What better way to celebrate the arrival of spring (okay, here in Utah it’s really been spring since about February, but April is Officially Spring) than with fabric covered in flowers? Admittedly, this fabric is not your typical floral: it’s a fairly large print and completely lacks any pink or red at all. I simply can’t resist blue, that’s all; it’s an addiction. The pattern is Sewaholic’s Oakridge bow blouse, which is another garment to go in the “office wear” section of my closet, which is presently rather lacking. I’ve had a goal for a while now to sew more office-appropriate clothes, in anticipation of actually getting an office job. Piece by piece, I’m gathering a wardrobe! This blouse is meant to fill a more feminine space than my previous Granville button-downs.
The fabric is Fabric.com‘s Picasso rayon poplin. It has a lovely hand and drape. The combination of the drapey fabric and the loose cut of the blouse sometimes gives me the feeling of wearing pajamas, actually, which I suppose is a good sign that it’s comfortable! It’s also quite cool for a long-sleeved shirt, so it’s versatile enough to wear most seasons.

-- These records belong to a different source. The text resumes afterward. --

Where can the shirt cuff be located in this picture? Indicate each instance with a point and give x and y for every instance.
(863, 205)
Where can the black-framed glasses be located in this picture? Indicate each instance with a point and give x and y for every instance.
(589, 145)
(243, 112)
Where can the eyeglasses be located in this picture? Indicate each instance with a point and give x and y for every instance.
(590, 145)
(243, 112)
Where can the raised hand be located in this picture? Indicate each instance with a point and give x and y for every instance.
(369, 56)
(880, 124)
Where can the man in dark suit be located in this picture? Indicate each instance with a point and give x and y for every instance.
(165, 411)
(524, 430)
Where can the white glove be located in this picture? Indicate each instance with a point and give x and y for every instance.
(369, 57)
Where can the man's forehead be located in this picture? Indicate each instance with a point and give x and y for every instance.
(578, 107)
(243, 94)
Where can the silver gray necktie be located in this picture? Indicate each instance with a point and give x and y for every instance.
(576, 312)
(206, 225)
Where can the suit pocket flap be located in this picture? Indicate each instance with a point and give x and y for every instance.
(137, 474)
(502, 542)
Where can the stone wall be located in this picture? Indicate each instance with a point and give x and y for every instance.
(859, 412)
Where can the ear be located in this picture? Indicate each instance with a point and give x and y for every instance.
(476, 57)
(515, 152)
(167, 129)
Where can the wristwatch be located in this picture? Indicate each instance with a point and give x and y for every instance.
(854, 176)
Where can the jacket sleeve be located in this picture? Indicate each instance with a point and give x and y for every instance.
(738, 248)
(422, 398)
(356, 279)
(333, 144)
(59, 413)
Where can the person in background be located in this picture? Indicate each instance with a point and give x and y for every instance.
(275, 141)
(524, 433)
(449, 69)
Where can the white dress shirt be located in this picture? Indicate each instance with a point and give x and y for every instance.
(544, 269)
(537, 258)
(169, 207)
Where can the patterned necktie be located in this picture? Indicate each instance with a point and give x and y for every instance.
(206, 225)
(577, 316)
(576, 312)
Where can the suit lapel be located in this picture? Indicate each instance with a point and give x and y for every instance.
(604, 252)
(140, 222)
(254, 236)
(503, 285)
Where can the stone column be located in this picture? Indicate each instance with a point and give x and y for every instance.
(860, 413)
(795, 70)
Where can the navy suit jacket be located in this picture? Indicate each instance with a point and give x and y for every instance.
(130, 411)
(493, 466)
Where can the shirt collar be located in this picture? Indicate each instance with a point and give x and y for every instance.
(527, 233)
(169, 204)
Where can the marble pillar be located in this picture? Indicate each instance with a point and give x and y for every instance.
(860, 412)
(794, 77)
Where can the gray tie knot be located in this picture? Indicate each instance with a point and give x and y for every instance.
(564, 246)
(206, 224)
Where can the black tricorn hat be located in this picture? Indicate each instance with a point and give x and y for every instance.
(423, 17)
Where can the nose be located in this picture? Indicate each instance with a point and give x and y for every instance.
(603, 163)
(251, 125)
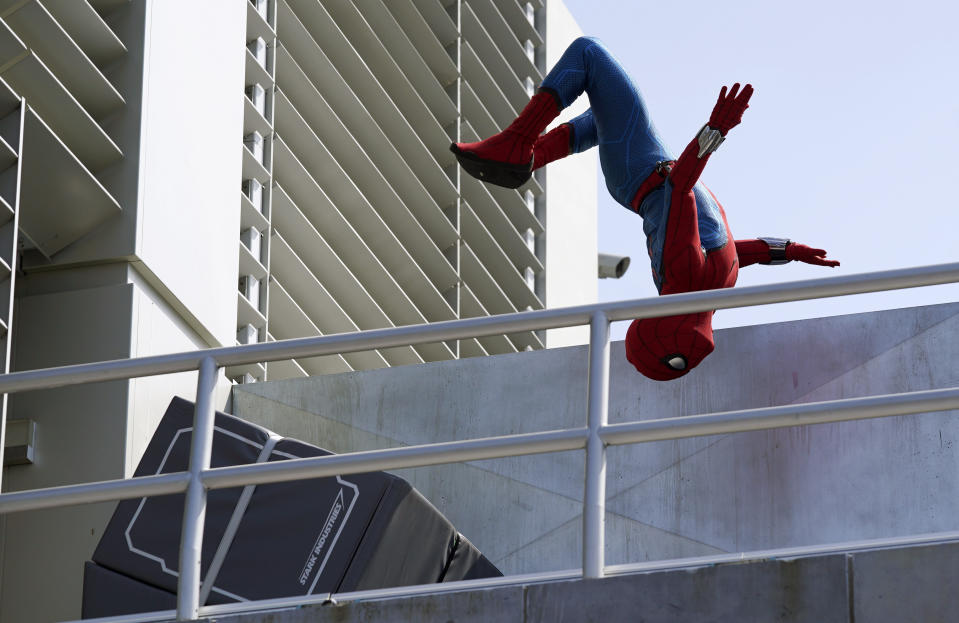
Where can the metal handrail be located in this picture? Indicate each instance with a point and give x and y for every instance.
(652, 307)
(593, 438)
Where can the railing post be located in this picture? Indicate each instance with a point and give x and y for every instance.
(194, 509)
(594, 504)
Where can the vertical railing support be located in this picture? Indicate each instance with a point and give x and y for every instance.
(194, 509)
(594, 504)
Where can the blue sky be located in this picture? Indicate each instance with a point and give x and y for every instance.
(851, 141)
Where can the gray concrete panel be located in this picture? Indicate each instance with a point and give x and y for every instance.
(503, 605)
(790, 487)
(812, 590)
(908, 584)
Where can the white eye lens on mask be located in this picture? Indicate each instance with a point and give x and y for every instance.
(676, 362)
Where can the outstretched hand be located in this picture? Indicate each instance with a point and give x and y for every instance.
(729, 108)
(802, 253)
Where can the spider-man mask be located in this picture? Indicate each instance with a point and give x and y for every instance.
(664, 349)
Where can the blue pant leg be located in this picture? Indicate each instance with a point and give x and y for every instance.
(629, 145)
(584, 132)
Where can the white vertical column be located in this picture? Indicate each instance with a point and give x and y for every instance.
(594, 504)
(194, 510)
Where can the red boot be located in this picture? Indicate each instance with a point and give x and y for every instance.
(505, 159)
(552, 146)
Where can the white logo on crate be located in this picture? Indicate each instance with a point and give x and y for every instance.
(321, 540)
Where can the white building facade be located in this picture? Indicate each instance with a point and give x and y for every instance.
(181, 175)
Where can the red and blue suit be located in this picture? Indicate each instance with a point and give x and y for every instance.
(687, 234)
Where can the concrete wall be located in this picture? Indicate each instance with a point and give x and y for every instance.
(790, 487)
(881, 586)
(571, 204)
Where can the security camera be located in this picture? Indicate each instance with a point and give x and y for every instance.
(612, 266)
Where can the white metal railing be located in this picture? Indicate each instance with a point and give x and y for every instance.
(594, 437)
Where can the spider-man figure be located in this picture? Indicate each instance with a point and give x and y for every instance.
(688, 239)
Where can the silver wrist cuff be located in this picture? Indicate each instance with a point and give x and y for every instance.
(709, 140)
(777, 249)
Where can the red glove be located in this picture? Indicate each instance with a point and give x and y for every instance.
(728, 111)
(802, 253)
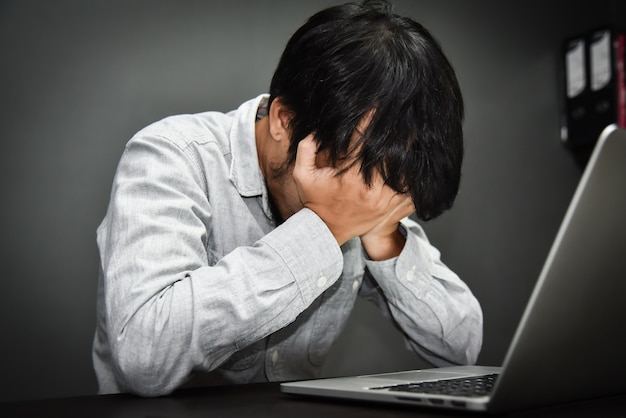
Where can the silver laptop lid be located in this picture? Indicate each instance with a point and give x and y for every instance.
(571, 340)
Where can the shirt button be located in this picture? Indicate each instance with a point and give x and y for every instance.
(321, 282)
(410, 275)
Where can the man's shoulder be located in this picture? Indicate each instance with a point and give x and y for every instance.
(185, 130)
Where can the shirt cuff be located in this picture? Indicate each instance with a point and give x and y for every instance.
(309, 251)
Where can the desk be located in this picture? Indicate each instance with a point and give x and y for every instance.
(263, 400)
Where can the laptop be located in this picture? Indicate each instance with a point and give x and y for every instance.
(570, 343)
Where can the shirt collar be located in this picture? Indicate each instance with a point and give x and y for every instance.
(245, 172)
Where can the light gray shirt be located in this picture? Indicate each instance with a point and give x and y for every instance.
(196, 280)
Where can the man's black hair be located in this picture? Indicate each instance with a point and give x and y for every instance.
(353, 60)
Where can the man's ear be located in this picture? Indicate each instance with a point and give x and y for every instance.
(279, 118)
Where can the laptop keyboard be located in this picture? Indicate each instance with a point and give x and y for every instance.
(467, 386)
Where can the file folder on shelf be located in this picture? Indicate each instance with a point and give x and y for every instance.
(594, 90)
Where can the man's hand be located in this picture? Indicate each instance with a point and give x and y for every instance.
(384, 241)
(347, 205)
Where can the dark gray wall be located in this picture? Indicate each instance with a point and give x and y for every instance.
(79, 78)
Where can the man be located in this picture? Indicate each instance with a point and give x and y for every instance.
(235, 244)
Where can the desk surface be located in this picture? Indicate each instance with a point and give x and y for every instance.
(263, 400)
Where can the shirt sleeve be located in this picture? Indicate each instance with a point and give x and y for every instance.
(168, 311)
(440, 317)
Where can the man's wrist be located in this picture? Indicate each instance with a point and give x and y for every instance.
(383, 247)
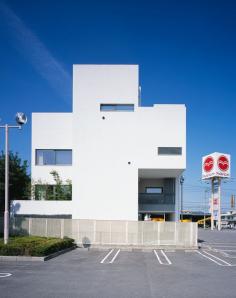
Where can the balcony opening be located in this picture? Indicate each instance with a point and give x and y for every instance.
(116, 107)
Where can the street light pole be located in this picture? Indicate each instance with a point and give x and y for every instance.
(20, 119)
(6, 211)
(181, 204)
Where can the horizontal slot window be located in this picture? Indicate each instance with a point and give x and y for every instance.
(116, 107)
(53, 157)
(154, 190)
(53, 192)
(169, 150)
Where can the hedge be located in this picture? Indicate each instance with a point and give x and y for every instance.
(34, 246)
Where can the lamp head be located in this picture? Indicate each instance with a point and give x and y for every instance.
(21, 118)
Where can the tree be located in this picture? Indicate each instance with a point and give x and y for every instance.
(42, 190)
(19, 179)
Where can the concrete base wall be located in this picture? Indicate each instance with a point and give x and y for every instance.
(100, 232)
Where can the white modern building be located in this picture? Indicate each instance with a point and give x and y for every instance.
(124, 160)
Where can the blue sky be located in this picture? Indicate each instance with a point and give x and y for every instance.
(185, 50)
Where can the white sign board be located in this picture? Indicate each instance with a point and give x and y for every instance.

The construction on this… well, it had its ups and downs. This was a project that could have been so much better if I’d just paid more attention, but I didn’t and it shows in ways I wish it didn’t. To start with, in my efforts to get optimal print placement on the front (no giant boob-flowers!) I failed to consider how much fabric I actually had. I ended up piecing the bow ties because I didn’t have enough fabric to cut them correctly; my ties are 4 pieces instead of two. I also should have shortened the sleeve and moved the bust darts in the same way I did on my Granville shirts; the patterns were drafted from the same block, so I knew they needed the same adjustments. It’s just that when it came to cutting, I plain forgot.
I did remember to alter the cuff, which is good because I think the sleeves would have been completely falling off otherwise. My preferred cuff length doesn’t let the sleeve go over my hand. This meant I had to pleat in the extra sleeve width. I made the cuff narrower to compensate for the length of the sleeves, but next time when I remember to shorten the sleeves, I’ll use the full cuff width.
The fabric is pretty shifty, which is normal for something with this kind of drape. I hemmed it using a self-fabric bias facing instead of turning-twice-and-stitching; in my experience the facing is a little easier to keep under control and prevent the hem from twisting. I french-seamed some of the insides, when I remembered (I was really scatterbrained during this project!) and serged the seam allowances when I didn’t. Instead of buttons, I added pearl snaps. I might go back and add more; I think I spaced them too widely for this fabric (4″ is my standard for button-downs, but the drape on this allows the front to gape open more easily.) The pearl snaps look nice against the fabric, and they’re more fun than buttons to do up.
I think I have to make this pattern at least once more, if only to correct my mistakes on this one. I may change the neckline a bit next time, though… this is definitely a gaper. Don’t bend over too far. The weight of the bow really pulls the shirt down, so I think this might do better with a higher neckline—possibly a mandarin-collar with ties. It would also be interesting to test this with a fabric with more body—I think one could get fairly creative with the neckline and ties.
My next work in progress really doesn’t count as “office wear” and it’s pretty intensive… I’ll be hard at work for the next couple of weeks!